To be honest, this type of math snobbery makes me sick. Maybe there is a direct argument using C-S inequality. Then it would be shorter than this so why not including it in the document. But anyway, hope it helps.

EDIT: by the way the norm definition is given on page 17.


I only post this answer since you asked how to prove this using the Cauchy–Schwarz inequality. Here's the best argument I could come up with (and there's not much difference to percusse's argument, of course).

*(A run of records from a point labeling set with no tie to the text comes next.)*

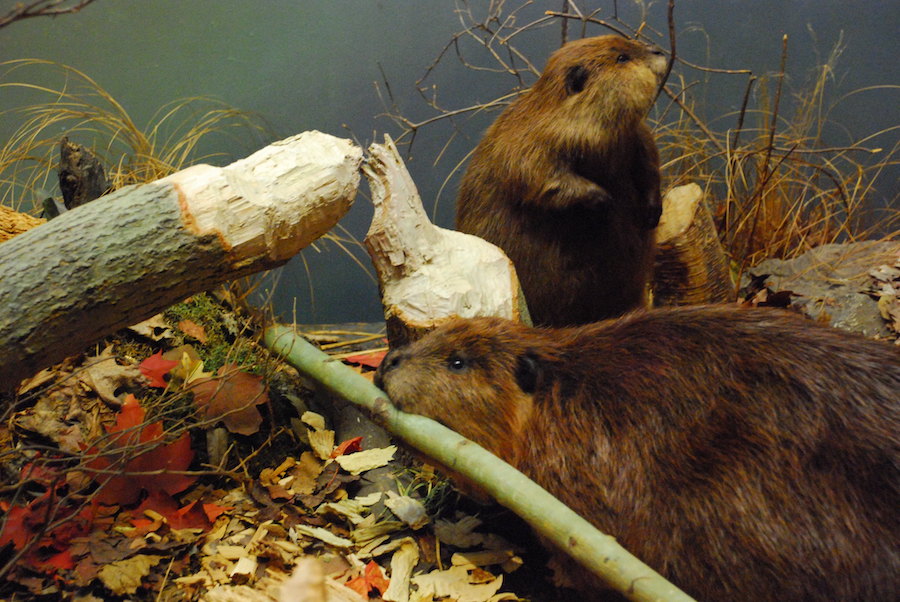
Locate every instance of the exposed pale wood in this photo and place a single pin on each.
(12, 223)
(596, 551)
(125, 256)
(426, 273)
(691, 265)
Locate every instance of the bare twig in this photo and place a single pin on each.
(41, 8)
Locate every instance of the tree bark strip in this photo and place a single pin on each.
(122, 258)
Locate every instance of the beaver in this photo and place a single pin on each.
(566, 182)
(745, 454)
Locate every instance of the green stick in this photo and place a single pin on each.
(598, 552)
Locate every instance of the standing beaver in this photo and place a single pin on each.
(566, 182)
(745, 454)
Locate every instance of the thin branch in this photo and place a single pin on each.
(41, 8)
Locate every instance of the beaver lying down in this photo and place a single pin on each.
(745, 454)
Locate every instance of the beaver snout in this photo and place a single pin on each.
(391, 361)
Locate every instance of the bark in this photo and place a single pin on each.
(426, 273)
(82, 177)
(548, 516)
(691, 266)
(122, 258)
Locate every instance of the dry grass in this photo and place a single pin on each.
(77, 106)
(775, 186)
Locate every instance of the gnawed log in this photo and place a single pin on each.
(426, 273)
(13, 223)
(123, 257)
(691, 266)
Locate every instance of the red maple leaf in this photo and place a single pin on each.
(155, 367)
(127, 470)
(347, 447)
(372, 359)
(232, 397)
(214, 511)
(373, 578)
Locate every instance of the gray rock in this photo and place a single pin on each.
(830, 283)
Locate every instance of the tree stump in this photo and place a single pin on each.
(428, 274)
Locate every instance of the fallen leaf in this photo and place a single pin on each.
(214, 511)
(456, 583)
(403, 562)
(324, 535)
(192, 329)
(154, 368)
(232, 397)
(129, 434)
(104, 376)
(348, 446)
(410, 510)
(154, 328)
(372, 359)
(366, 460)
(372, 578)
(125, 576)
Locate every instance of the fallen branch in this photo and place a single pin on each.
(125, 256)
(596, 551)
(426, 273)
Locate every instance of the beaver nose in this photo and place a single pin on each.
(390, 361)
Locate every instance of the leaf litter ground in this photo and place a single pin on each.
(180, 460)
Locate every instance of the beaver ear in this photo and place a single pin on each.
(528, 370)
(576, 78)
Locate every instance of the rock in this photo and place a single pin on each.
(832, 284)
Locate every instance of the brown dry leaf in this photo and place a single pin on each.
(194, 330)
(125, 576)
(44, 376)
(154, 328)
(47, 418)
(104, 376)
(359, 462)
(232, 397)
(403, 562)
(305, 474)
(306, 584)
(456, 583)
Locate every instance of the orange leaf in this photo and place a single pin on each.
(371, 359)
(372, 578)
(129, 431)
(375, 577)
(192, 329)
(232, 397)
(347, 447)
(155, 367)
(214, 511)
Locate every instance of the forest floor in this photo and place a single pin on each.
(180, 460)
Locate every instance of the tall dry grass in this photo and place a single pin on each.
(775, 184)
(75, 105)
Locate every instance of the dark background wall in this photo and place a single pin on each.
(314, 65)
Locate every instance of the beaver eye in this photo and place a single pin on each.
(576, 78)
(457, 364)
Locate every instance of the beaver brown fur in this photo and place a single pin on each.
(566, 182)
(745, 454)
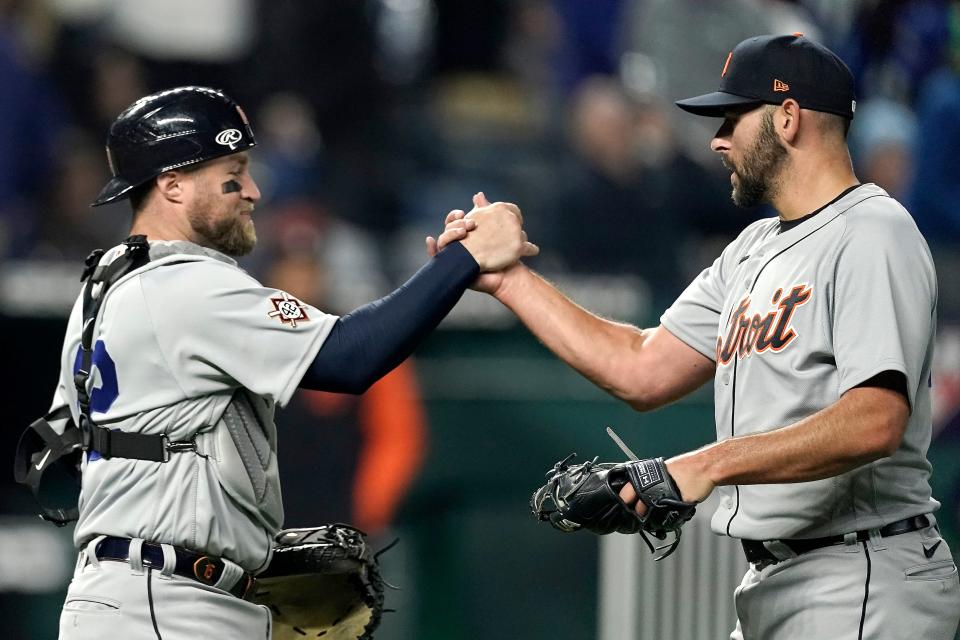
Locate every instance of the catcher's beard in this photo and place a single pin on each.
(759, 172)
(233, 233)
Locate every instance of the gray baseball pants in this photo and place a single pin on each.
(109, 599)
(892, 588)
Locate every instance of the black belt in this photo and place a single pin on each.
(196, 566)
(756, 552)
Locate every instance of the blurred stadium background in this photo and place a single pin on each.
(375, 118)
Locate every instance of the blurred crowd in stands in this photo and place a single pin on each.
(377, 117)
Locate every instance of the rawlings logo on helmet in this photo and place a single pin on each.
(229, 138)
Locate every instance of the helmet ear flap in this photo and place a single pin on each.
(169, 130)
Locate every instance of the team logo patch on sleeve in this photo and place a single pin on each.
(288, 310)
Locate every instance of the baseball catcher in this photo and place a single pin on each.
(587, 496)
(322, 582)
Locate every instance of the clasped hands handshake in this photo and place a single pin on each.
(492, 233)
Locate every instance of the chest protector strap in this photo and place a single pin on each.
(41, 446)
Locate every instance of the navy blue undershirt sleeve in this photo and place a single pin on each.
(368, 343)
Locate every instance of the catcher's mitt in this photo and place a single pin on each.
(322, 582)
(587, 496)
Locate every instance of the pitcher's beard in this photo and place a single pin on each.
(758, 176)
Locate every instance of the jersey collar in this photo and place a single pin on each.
(163, 248)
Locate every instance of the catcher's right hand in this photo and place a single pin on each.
(586, 496)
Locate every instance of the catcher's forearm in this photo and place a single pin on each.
(864, 425)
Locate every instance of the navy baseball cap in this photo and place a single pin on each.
(770, 69)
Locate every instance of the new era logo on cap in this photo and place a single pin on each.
(817, 78)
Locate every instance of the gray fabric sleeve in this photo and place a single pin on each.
(884, 296)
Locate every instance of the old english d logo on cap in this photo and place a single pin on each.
(726, 65)
(816, 78)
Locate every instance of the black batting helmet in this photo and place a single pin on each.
(169, 130)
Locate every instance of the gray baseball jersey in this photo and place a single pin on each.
(793, 320)
(191, 346)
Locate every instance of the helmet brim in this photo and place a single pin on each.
(115, 189)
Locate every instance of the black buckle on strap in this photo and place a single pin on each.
(139, 446)
(190, 564)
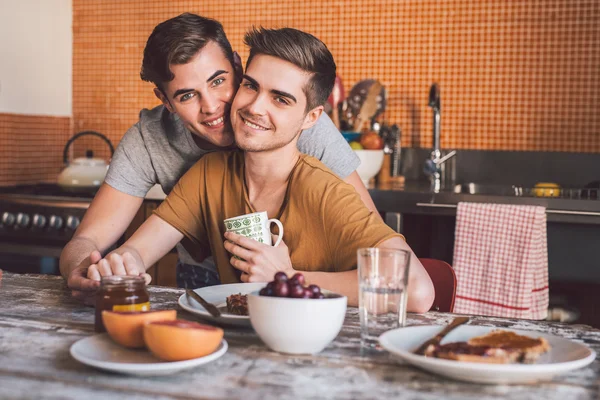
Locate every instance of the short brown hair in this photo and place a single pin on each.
(301, 49)
(176, 41)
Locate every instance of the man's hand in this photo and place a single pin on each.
(259, 262)
(117, 264)
(81, 287)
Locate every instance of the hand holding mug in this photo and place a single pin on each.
(257, 261)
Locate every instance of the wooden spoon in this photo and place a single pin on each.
(369, 107)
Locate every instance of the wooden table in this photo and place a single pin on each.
(39, 321)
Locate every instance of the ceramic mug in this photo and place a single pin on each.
(255, 226)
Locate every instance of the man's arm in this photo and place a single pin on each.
(325, 142)
(354, 180)
(107, 218)
(149, 243)
(259, 263)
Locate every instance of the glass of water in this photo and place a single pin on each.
(383, 281)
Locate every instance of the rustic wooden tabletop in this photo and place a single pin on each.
(39, 321)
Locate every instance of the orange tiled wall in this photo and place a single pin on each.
(31, 147)
(518, 75)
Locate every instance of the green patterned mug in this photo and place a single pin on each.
(255, 226)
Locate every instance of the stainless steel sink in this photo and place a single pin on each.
(487, 189)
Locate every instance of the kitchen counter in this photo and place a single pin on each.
(39, 321)
(417, 198)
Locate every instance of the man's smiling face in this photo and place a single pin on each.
(201, 94)
(269, 110)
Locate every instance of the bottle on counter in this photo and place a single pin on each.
(121, 293)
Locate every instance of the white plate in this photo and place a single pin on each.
(217, 295)
(564, 355)
(101, 352)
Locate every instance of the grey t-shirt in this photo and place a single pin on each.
(160, 149)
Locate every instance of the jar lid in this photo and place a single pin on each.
(118, 280)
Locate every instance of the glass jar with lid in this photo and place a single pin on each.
(120, 293)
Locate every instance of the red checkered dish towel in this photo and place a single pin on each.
(501, 260)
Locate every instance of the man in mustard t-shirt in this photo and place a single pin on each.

Write $B = \varepsilon A$ and multiply the inequality by $\varepsilon \gt 0$ to get $\DeclareMathOperator{\eps}{\varepsilon}$ $$\langle Bx,x \rangle \leq \langle (B+B^2)\xi,\xi \rangle + (1 + \|B\|)\, \|x - \xi\|^2.$$

Now estimate using the symmetry condition $\langle Sy,z\rangle = \langle y, Sz\rangle = \langle Sz,y\rangle$ several times $$\begin{align*} \langle Bx, x\rangle &\leq \langle Bx, x\rangle + \|(1+B)\xi - x\|^2 \\ %&= %\langle Bx, x\rangle+ %\|(1+B)\xi\|^2-2\langle(1+B)\xi,x\rangle +\|x\|^2\\ &= \color{green}{\langle Bx, x\rangle}+ \color{red}{\langle (1+B)\xi,\xi\rangle}+ \color{blue}{\langle(1+B)\xi,B\xi\rangle}- \color{red}{2\langle(1+B)\xi,x\rangle}+\color{green}{\langle x,x\rangle} \\ &=\color{blue}{\langle(B+B^2)\xi,\xi\rangle}+ \color{red}{\langle(1+B)\xi,\xi-x\rangle}- \color{red}{\langle(1+B)\xi,x\rangle}+ \color{green}{\langle(1+B)x,x\rangle} \\ &=\langle(B+B^2)\xi,\xi\rangle+ \langle(1+B)(\xi-x),\xi\rangle -\langle(1+B)(\xi-x),x\rangle \\ &=\langle(B+B^2)\xi,\xi\rangle + \langle (1+B)(\xi-x),\xi-x\rangle. \end{align*}$$ Now we are in position to apply the Cauchy–Schwarz inequality: $$\langle(1+B)(\xi-x),\xi-x\rangle \leq \|(1+B)(\xi-x)\|\,\|\xi-x\|.$$ Using $\|(1+B)(\xi-x)\| \leq \|1+B\|\,\|\xi-x\| \leq (1+\|B\|)\|\xi-x\|$ by definition of the operator norm, we get $$\langle Bx,x\rangle \leq \langle(B+B^2)\xi,\xi\rangle + (1+\|B\|)\,\|\xi-x\|^2,$$ as desired.